Koronare Herzkrankheit: eine der häufigsten Todesursachen in westlichen Ländern
Die KHK ist eine der häufigsten Todesursachen in westlichen Ländern. In Österreich sind 36 Prozent aller Todesursachen den Herz-Kreislauferkrankungen zuzuordnen (zum Vergleich Krebs: 26 Prozent). Dies liegt einerseits daran, dass die Bevölkerung immer älter wird. Andererseits gibt es gewisse Risikofaktoren wie etwa Übergewicht, Bewegungsmangel, Diabetes oder Rauchen. In der stärksten Ausprägung kann die Koronare Herzkrankheit zum akuten Herzinfarkt führen.
Die neuen Ergebnisse stellen die seit Langem bestehende Empfehlung, Aspirin als langfristige Standardbehandlung zur Vorbeugung schwerwiegender kardiovaskulärer Ereignisse bei KHK-Patienten einzusetzen, in Frage.
Die überlegene Wirksamkeit von Clopidogrel gegenüber Aspirin zeigte sich in mehreren wichtigen Untergruppen, darunter bei Personen, die sich einer Stentimplantation unterzogen hatten, oder Teilnehmenden, die wegen genetischer oder klinischer Merkmale schlechter auf Clopidogrel ansprechen.
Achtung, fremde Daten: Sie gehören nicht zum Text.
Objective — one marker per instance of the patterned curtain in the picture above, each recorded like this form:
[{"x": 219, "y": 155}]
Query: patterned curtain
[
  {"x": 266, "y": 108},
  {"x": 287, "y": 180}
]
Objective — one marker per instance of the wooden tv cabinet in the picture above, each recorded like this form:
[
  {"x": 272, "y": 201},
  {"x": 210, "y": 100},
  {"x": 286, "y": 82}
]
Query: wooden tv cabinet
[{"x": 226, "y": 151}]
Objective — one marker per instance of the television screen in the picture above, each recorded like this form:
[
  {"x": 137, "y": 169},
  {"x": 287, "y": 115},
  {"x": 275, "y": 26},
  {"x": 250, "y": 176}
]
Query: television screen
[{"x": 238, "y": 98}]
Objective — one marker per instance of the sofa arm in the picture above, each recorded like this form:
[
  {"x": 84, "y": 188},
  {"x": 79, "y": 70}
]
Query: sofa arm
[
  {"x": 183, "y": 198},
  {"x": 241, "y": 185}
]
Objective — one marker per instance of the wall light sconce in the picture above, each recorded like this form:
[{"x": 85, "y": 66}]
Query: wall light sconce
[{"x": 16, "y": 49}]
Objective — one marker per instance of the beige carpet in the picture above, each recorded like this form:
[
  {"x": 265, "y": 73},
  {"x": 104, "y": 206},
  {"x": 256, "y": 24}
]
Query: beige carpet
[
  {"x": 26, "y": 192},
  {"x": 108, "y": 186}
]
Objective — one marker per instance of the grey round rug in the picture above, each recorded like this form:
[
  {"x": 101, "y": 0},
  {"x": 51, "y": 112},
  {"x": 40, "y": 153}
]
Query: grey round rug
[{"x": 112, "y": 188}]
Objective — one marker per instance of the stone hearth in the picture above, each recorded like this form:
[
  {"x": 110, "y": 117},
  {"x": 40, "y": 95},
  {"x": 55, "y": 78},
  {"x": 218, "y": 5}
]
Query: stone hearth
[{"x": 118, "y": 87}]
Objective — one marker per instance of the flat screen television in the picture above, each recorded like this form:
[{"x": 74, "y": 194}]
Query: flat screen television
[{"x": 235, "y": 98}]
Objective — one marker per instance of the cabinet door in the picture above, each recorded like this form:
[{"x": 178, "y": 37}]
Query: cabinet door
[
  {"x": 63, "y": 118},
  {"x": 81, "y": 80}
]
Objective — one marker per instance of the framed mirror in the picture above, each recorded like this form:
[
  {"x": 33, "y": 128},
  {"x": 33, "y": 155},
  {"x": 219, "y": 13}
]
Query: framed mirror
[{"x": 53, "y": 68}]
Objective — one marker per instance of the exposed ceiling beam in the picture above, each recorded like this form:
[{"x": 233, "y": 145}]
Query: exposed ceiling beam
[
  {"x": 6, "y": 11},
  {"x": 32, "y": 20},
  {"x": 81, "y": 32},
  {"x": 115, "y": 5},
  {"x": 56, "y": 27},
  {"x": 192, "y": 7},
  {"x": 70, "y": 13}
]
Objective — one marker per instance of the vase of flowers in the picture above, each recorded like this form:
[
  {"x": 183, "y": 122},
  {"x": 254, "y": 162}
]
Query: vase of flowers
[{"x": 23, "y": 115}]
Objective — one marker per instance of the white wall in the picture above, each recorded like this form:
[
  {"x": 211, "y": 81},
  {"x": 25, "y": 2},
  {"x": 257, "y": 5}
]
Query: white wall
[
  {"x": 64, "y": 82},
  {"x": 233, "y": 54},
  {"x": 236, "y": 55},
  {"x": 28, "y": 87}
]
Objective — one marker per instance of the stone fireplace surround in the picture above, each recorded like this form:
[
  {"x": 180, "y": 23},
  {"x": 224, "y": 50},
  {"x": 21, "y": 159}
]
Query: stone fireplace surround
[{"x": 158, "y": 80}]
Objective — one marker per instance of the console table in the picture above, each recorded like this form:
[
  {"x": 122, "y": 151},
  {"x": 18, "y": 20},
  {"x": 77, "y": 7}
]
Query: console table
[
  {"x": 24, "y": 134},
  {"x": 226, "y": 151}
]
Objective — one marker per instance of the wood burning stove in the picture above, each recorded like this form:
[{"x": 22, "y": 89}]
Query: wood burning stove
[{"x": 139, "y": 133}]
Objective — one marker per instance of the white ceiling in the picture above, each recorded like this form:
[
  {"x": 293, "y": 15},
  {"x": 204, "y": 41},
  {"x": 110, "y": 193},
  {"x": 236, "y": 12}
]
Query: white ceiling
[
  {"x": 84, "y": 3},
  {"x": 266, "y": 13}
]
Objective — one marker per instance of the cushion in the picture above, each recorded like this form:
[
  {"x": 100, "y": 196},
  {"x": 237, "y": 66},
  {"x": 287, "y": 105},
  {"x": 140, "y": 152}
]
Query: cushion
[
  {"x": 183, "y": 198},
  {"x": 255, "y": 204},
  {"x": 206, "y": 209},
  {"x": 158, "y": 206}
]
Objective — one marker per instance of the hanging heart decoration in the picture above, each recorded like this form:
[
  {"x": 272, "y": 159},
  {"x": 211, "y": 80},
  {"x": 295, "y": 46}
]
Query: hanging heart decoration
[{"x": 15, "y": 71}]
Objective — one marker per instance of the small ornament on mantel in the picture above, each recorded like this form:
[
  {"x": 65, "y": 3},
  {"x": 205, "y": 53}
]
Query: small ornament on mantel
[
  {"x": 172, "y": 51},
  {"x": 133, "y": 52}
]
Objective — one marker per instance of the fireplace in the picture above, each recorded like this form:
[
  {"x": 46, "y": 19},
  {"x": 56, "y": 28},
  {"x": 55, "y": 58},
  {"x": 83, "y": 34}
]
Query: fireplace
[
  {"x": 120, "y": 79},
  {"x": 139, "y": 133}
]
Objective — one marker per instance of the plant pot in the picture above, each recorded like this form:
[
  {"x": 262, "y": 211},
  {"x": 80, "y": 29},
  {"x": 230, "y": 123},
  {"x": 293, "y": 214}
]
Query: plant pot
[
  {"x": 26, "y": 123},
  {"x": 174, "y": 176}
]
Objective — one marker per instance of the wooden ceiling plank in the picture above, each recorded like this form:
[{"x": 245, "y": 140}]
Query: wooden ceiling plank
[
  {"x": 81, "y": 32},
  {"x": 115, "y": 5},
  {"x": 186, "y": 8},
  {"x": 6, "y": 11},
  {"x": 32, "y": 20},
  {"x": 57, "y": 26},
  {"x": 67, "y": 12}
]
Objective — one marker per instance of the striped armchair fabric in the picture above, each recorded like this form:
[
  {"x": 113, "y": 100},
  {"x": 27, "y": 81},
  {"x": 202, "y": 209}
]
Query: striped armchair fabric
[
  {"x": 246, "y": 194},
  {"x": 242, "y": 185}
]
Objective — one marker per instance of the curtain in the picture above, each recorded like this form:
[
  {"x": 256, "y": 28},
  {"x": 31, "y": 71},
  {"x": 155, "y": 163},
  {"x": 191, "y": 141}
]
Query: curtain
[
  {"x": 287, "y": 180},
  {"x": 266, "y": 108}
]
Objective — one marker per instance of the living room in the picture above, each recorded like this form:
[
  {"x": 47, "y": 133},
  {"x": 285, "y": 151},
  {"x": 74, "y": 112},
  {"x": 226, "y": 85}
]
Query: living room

Dies würde "die Verallgemeinerbarkeit dieser Ergebnisse auf das breite Spektrum der Patienten mit KHK" untermauern. Bei KHK-Patienten sei Clopidogrel Aspirin als Langzeittherapie deswegen vorzuziehen. Und weiter: "Die verbreitete Verfügbarkeit, die generische Formulierung und die Erschwinglichkeit von Clopidogrel sprechen ebenfalls für eine mögliche breite Anwendung in der klinischen Praxis."
"Diese Erkenntnisse werden wahrscheinlich Auswirkungen (...) haben"
Was sagen unbeteiligte Experten zu dem Vorstoß? "Aspirin ist ein häufig verschriebenes Medikament zur Vorbeugung von wiederholten Herzinfarkten und Schlaganfällen. Diese Forschung legt nahe, dass Clopidogrel, eine Alternative zu Aspirin, bei der Vorbeugung von wiederkehrenden Herzinfarkten oder Schlaganfällen wirksamer sein könnte", wird Bryan Williams, wissenschaftlicher und medizinischer Leiter der British Heart Foundation, im Guardian zitiert.
Wesentlich sei, dass die beobachteten Vorteile ohne ein erhöhtes Risiko für schwere Blutungen einhergehen: "Diese Erkenntnisse werden wahrscheinlich Auswirkungen darauf haben, welche Medikamente Ärzte ihren Patienten verschreiben, um das Risiko zukünftiger Herzprobleme zu senken."